Ao mesmo tempo, os ETFs spot de Ethereum listados nos Estados Unidos enfrentavam vários dias consecutivos de retiradas de capital. Em um dos dias analisados, cerca de US$ 65,6 milhões saíram desses ETFs, ampliando uma sequência de cinco dias de saídas lideradas por produtos de grandes gestoras como BlackRock e Fidelity.
Em um período um pouco mais amplo de maio, os ETFs spot de ETH perderam aproximadamente US$ 189 milhões entre 11 e 14 de maio, reforçando a tendência de demanda institucional mais fraca.
Os fluxos de ETFs são importantes porque representam capital institucional entrando ou saindo do mercado por meio de veículos regulados. Quando os resgates se prolongam por vários dias, eles podem criar pressão de venda direta ou indireta sobre o ativo.
A reversão dos fluxos não foi exclusivamente um fenômeno ligado ao Ethereum. Analistas apontaram que as saídas foram amplamente motivadas por maior incerteza geopolítica e macroeconômica, o que levou investidores a reduzir exposição a ativos mais arriscados.

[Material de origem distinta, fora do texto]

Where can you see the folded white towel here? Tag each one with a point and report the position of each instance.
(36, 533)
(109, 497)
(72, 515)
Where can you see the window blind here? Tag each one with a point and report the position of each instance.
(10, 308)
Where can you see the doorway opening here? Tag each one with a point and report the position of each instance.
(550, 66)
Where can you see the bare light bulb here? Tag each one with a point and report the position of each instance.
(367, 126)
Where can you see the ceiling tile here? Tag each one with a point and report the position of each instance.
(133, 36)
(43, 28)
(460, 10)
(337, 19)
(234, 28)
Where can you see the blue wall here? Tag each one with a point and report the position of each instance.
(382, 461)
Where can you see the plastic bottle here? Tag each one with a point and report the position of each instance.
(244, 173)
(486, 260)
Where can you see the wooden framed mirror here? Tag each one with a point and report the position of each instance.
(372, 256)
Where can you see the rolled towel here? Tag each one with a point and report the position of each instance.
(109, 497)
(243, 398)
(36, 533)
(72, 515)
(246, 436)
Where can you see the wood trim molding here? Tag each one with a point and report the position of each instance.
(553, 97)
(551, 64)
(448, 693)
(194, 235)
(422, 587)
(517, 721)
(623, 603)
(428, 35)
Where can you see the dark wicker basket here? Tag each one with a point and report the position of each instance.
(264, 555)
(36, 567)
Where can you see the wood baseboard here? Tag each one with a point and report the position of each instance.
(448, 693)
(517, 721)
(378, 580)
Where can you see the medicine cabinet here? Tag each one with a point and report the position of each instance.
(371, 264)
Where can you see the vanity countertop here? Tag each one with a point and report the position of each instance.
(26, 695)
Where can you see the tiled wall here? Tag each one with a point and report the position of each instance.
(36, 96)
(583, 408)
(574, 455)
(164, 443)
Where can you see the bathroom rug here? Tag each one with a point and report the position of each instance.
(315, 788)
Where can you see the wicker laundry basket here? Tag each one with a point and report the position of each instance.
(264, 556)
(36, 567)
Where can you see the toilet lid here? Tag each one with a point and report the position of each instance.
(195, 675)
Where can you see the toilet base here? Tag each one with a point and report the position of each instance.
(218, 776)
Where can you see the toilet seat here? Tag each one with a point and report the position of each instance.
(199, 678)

Segundo a CoinShares, parte dessa mudança de humor veio de tensões geopolíticas relacionadas a desenvolvimentos envolvendo o Irã, o que desencadeou um movimento de “risk‑off” (aversão ao risco) no mercado de ativos digitais.
Quando o apetite global por risco diminui, ativos mais voláteis — como criptomoedas — tendem a sofrer quedas mais acentuadas do que outras classes de investimento.
Além das vendas no mercado à vista, o mercado de derivativos também contribuiu para acelerar o movimento de baixa. À medida que o preço do ETH começou a cair, posições compradas com alavancagem foram forçadas a encerrar, criando pressão adicional de venda.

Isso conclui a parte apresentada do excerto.